With an informal inquiry under way by the Securities and Exchange Commission (SEC), Reliant Resources Inc. CEO Steve Letbetter revealed last week that the company suspended an employee in its accounting department and another employee in the risk management division who apparently were involved in the company’s earnings restatement, first announced in February. Reliant Resources said earlier this month that the SEC had launched in informal inquiry, but the CEO said he was unaware of any outstanding issues.

Letbetter, speaking at the Howard Weil Energy Conference in New Orleans, told reporters he was planning to meet with SEC officials soon, but said he did not think the SEC inquiry was related to the second and third quarter 2001 earnings restatements. The SEC, he said, has already approved those restatements, which were released in late March in a 10-K filing with the SEC (see NGI, April 1).

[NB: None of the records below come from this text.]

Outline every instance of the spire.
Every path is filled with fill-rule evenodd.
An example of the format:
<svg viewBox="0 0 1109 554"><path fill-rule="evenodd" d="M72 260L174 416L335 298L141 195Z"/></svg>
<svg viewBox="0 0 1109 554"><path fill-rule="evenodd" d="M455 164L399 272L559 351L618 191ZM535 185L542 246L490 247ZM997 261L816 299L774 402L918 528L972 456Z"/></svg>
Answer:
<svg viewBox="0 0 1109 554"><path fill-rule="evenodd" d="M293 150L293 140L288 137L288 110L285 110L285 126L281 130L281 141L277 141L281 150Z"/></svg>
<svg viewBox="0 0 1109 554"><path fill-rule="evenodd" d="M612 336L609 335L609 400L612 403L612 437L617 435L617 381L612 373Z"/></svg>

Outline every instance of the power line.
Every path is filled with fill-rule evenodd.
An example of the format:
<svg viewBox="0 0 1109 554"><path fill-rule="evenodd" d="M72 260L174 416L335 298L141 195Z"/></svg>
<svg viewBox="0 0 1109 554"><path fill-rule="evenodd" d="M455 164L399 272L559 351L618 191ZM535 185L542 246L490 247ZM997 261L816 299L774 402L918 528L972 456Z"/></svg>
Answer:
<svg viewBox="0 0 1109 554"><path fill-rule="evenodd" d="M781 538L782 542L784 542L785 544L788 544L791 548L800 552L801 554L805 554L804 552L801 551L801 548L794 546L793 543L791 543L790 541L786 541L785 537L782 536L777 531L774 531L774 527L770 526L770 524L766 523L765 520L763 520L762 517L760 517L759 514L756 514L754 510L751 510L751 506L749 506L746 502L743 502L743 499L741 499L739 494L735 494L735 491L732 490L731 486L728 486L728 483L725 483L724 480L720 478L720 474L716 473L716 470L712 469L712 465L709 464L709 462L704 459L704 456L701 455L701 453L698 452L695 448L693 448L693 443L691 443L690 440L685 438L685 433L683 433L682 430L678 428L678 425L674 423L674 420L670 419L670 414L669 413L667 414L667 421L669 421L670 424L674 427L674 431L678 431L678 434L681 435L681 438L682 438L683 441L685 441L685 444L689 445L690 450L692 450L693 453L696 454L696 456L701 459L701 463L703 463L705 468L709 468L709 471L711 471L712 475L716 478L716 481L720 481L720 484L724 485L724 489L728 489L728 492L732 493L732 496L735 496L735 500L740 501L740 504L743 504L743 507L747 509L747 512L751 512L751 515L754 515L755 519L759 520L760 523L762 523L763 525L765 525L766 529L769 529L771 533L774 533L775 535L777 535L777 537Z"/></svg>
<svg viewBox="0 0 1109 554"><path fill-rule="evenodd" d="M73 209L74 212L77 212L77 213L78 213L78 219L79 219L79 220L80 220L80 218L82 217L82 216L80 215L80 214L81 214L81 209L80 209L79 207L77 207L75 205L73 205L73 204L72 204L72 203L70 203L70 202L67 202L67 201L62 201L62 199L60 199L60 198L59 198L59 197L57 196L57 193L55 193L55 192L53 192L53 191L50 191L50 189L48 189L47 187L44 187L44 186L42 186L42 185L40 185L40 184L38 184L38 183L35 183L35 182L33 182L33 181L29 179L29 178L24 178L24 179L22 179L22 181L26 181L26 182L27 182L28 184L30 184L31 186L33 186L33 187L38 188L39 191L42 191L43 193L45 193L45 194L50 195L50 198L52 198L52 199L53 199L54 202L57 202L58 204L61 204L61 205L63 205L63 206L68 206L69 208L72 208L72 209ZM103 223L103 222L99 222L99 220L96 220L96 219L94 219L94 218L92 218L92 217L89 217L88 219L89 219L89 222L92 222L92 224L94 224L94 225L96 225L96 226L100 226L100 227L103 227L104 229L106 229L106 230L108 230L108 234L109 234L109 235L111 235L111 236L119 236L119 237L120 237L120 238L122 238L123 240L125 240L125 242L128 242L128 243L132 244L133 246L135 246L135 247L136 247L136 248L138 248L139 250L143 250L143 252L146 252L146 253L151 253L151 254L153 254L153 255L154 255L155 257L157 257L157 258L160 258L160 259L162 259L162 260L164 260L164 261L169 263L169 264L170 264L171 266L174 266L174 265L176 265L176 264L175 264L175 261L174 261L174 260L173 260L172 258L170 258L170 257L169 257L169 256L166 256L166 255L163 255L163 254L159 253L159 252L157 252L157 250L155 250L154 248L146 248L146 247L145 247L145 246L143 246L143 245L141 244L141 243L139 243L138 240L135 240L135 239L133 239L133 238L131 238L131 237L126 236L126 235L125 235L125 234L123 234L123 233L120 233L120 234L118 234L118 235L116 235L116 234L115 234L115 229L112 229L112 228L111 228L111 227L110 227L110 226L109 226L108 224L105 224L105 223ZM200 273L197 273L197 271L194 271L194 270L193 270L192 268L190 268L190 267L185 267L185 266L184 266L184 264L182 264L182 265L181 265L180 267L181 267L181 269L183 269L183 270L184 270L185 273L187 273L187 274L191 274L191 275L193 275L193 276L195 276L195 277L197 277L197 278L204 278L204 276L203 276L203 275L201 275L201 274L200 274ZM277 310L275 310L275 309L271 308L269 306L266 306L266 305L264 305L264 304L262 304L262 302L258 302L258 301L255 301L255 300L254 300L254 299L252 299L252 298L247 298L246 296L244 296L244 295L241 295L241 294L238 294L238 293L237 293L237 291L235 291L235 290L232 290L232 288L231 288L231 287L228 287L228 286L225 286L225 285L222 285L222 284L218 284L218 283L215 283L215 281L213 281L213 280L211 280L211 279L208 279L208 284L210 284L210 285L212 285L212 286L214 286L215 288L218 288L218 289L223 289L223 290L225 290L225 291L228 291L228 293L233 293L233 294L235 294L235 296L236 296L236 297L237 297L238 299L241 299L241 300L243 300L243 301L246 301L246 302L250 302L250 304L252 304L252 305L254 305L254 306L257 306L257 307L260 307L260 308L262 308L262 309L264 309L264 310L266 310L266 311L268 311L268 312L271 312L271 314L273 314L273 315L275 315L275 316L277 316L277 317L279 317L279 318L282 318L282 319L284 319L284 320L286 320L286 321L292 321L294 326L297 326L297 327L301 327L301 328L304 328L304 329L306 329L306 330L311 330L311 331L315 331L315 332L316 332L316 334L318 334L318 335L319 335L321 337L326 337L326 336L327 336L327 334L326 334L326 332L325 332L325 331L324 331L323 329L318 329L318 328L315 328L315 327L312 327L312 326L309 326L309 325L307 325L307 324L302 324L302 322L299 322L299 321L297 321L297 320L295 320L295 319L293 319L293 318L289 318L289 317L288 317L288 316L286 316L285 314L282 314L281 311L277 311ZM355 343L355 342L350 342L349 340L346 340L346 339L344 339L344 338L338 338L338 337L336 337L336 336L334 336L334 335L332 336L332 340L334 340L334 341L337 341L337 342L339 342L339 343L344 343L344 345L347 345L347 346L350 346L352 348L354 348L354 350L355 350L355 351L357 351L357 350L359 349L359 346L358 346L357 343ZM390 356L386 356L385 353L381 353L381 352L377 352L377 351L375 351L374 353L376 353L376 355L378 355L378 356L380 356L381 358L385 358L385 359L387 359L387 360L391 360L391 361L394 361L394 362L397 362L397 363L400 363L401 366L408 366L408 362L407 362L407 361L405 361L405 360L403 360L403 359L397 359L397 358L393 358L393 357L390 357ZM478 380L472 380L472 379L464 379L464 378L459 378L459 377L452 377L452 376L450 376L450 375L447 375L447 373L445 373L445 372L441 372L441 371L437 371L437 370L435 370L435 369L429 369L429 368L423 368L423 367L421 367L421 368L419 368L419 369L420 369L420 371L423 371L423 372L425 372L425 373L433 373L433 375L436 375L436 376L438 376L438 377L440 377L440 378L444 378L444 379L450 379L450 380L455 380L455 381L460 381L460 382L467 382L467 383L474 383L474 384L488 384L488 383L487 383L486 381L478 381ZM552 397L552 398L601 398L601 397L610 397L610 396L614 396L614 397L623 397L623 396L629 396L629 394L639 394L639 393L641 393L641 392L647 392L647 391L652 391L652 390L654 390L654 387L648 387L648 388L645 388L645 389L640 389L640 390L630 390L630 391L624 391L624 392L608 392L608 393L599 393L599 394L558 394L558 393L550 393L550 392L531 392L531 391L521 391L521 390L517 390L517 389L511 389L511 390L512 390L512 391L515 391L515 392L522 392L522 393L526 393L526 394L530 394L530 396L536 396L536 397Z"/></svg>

In early February, Reliant Resources announced it would increase earnings for the second and third quarters of 2001 by $100-$130 million — profit it was originally going to record in 2002 and 2003 (see Power Market Today, Feb. 6). The earnings restatement reclassified purchases and sales of natural gas and electricity, originally accounted for as “cash flow hedges.” Instead, Reliant Resources discovered that the transactions did not meet all criteria for hedge accounting set out in the applicable rule on accounting for derivatives and hedging.

The discovery was made by Reliant Resources’ accounting department and brought to the attention of its outside auditors, outside counsel and the audit committees of its board and the board of Reliant Energy Inc., which is the 82% shareholder.

At the energy conference, Letbetter also noted that while the first two months of 2002 have not been “great” for market prices, the company is “still comfortable” it can meet its 2002 earnings forecast if normal market conditions continue through the rest of the year. Analysts with Thomson Financial/First Call expect Reliant Resources to earn on average $1.18 per share in 2002, down from $2.07 in 2001. Letbetter said he expects the company to achieve a 12-15% compound annual growth rate off of its 2002 earnings.

Reliant Energy and Reliant Resources expect to file their 10-Ks related to the annual reports for 2001 with the SEC on April 15.